Using the Hong Kong disadvantage to your advantage

By Oscar Salet

Last article I wrote was an introduction into the potential benefits of strategic partnerships in business. Partnerships, if selected, structured and managed well, can provide a company with the necessary tools to expand its market or capabilities without actually needing to physically build up or develop those tools; you just leverage your partner’s complementary capabilities to accelerate and reach your targets.

For small and medium sized companies without prior partnership experience however, creating a partnership can actually be a big and uncertain step.

Hong Kong is a comparatively small economic entity compared to many other regions. Although it has a highly developed market, high GDP/capita, thriving stock exchange and burgeoning retail and real estate sectors due to the influx of 40 million Mainland visitors kindly spending fortunes here, it on the other hand resembles an island, which has natural boundaries preventing it from having the easy flow of people, traffic and goods as is common for my home country Holland. 

Companies with a large home market (USA, Germany, China) have a long way to go before they can be a leader in their home market. But once they reach the summit, they are automatically of such a scale that they are instantly also international leaders in terms of market and turnover.

Hong Kong companies have the disadvantage of a small home market. If they tailor their services to the home market, they can only reach a limited scale.
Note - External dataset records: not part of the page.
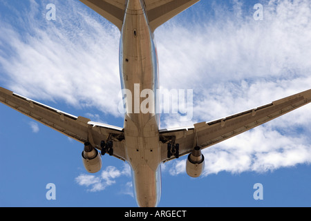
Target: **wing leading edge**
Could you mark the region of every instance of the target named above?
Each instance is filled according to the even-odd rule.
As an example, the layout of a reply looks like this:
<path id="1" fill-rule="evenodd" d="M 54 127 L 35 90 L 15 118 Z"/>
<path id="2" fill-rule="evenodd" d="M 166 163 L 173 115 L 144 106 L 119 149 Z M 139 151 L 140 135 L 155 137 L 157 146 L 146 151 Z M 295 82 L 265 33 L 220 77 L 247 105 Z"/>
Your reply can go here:
<path id="1" fill-rule="evenodd" d="M 254 127 L 280 117 L 311 102 L 311 90 L 290 96 L 254 109 L 244 111 L 211 122 L 201 122 L 193 126 L 160 131 L 163 162 L 167 157 L 166 145 L 179 144 L 180 156 L 191 153 L 198 146 L 201 149 L 234 137 Z"/>
<path id="2" fill-rule="evenodd" d="M 75 117 L 0 87 L 0 102 L 81 143 L 101 149 L 102 140 L 113 141 L 113 156 L 125 160 L 123 128 Z"/>

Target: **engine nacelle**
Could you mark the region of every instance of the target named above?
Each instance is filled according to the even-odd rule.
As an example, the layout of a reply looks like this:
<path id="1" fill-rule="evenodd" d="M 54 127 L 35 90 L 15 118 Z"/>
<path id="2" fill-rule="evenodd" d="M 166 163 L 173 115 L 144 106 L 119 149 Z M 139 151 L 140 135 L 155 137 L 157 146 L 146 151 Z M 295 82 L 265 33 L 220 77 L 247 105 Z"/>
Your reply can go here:
<path id="1" fill-rule="evenodd" d="M 85 169 L 88 173 L 97 173 L 102 169 L 102 156 L 89 142 L 84 144 L 82 161 Z"/>
<path id="2" fill-rule="evenodd" d="M 192 177 L 198 177 L 203 171 L 204 155 L 199 146 L 196 146 L 192 153 L 188 155 L 186 163 L 187 173 Z"/>

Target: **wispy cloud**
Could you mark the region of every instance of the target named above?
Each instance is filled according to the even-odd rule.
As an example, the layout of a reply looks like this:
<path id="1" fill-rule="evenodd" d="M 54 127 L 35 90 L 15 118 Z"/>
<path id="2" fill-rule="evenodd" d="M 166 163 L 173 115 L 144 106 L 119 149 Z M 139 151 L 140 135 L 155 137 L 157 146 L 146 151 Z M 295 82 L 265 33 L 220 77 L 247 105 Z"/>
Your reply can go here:
<path id="1" fill-rule="evenodd" d="M 266 1 L 263 21 L 254 20 L 252 6 L 245 12 L 245 3 L 230 2 L 233 11 L 214 1 L 209 5 L 214 18 L 196 7 L 192 19 L 177 17 L 156 31 L 161 86 L 194 89 L 194 95 L 191 121 L 163 115 L 162 127 L 219 119 L 310 88 L 310 1 Z M 95 118 L 102 113 L 122 117 L 117 29 L 78 1 L 55 1 L 57 21 L 48 22 L 42 3 L 30 3 L 29 16 L 16 17 L 27 27 L 23 31 L 14 21 L 0 21 L 2 81 L 33 99 L 97 108 Z M 310 163 L 310 112 L 306 106 L 207 148 L 204 174 Z M 164 171 L 185 173 L 185 160 L 168 164 Z M 77 182 L 90 191 L 104 189 L 117 172 L 105 171 L 106 178 L 82 175 Z"/>
<path id="2" fill-rule="evenodd" d="M 127 164 L 124 164 L 122 170 L 117 169 L 115 166 L 109 166 L 104 169 L 100 175 L 80 174 L 75 177 L 75 182 L 80 186 L 87 187 L 88 191 L 97 192 L 104 190 L 107 186 L 111 186 L 116 183 L 116 179 L 121 176 L 130 176 L 131 169 Z M 133 190 L 129 189 L 131 185 L 128 183 L 125 184 L 126 186 L 126 191 L 123 191 L 121 193 L 131 195 L 130 192 Z"/>

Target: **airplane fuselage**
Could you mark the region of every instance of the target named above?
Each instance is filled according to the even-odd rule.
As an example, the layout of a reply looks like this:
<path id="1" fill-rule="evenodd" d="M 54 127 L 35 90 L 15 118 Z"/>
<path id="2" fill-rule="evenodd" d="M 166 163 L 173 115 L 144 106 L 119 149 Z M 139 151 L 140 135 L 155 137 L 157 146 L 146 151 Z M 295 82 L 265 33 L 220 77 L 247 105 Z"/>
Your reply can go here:
<path id="1" fill-rule="evenodd" d="M 158 66 L 153 34 L 140 0 L 128 1 L 120 48 L 126 160 L 139 206 L 155 206 L 161 192 Z"/>

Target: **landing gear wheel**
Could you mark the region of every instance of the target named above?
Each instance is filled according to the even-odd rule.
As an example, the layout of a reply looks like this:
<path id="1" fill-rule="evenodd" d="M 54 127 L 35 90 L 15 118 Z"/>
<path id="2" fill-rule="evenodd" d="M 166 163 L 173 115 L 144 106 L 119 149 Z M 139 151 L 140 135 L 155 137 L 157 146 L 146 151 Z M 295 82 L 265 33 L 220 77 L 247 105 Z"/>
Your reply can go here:
<path id="1" fill-rule="evenodd" d="M 167 158 L 171 158 L 171 144 L 167 144 Z"/>
<path id="2" fill-rule="evenodd" d="M 100 150 L 100 153 L 102 154 L 102 155 L 104 155 L 106 153 L 105 146 L 106 142 L 104 140 L 102 140 L 102 142 L 100 142 L 100 147 L 102 148 L 102 149 Z"/>
<path id="3" fill-rule="evenodd" d="M 109 141 L 106 144 L 106 150 L 109 155 L 112 156 L 113 155 L 113 142 L 112 141 Z"/>
<path id="4" fill-rule="evenodd" d="M 174 153 L 175 157 L 177 159 L 179 158 L 179 144 L 176 144 L 175 145 L 175 153 Z"/>

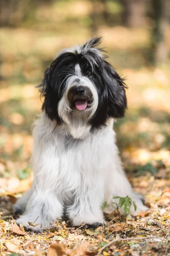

However, due to the scale, it is comparatively easy to become a market leader, and the exposure you can achieve with that is big, as Hong Kong is a closely watched international marketplace.

If companies realise this, and in the meantime develop an international strategy and operation next to their localised HK cash cow, they will be well positioned to grow steadily beyond Hong Kong’s borders, in markets such as China, the US and the EU.

This way, the disadvantage of having a small home market with limited opportunity to grow big, turns into an advantage, as you have ‘easy’ opportunity to make a mark and are forced to think and operate in an international way, while still being relatively small, making it easy to change directions and improve to reach the waters filled with the most fish.

Those large competitors with their big home markets have become used to competing in an environment with which they are familiar, have become complacent in adapting to changes and will have a huge task when they want to carry their trade across borders into new territories.

Concluding, I get back to the topic of strategic partnerships. By the time you have reached a certain level of success in the local market in Hong Kong and are ready for international expansion, strategic partnerships are an attractive solution to make the first steps in internationalisation without having to put in too much investment and efforts.

Important steps to think of are choosing your partner well (perhaps one of the impressively big competitors that could benefit from selling your product or service complimentary to theirs), structuring the partnership and making a clear agreement about split of revenues and how to deal with brand & IP exclusivity. I wish all of you good business in the year of the horse!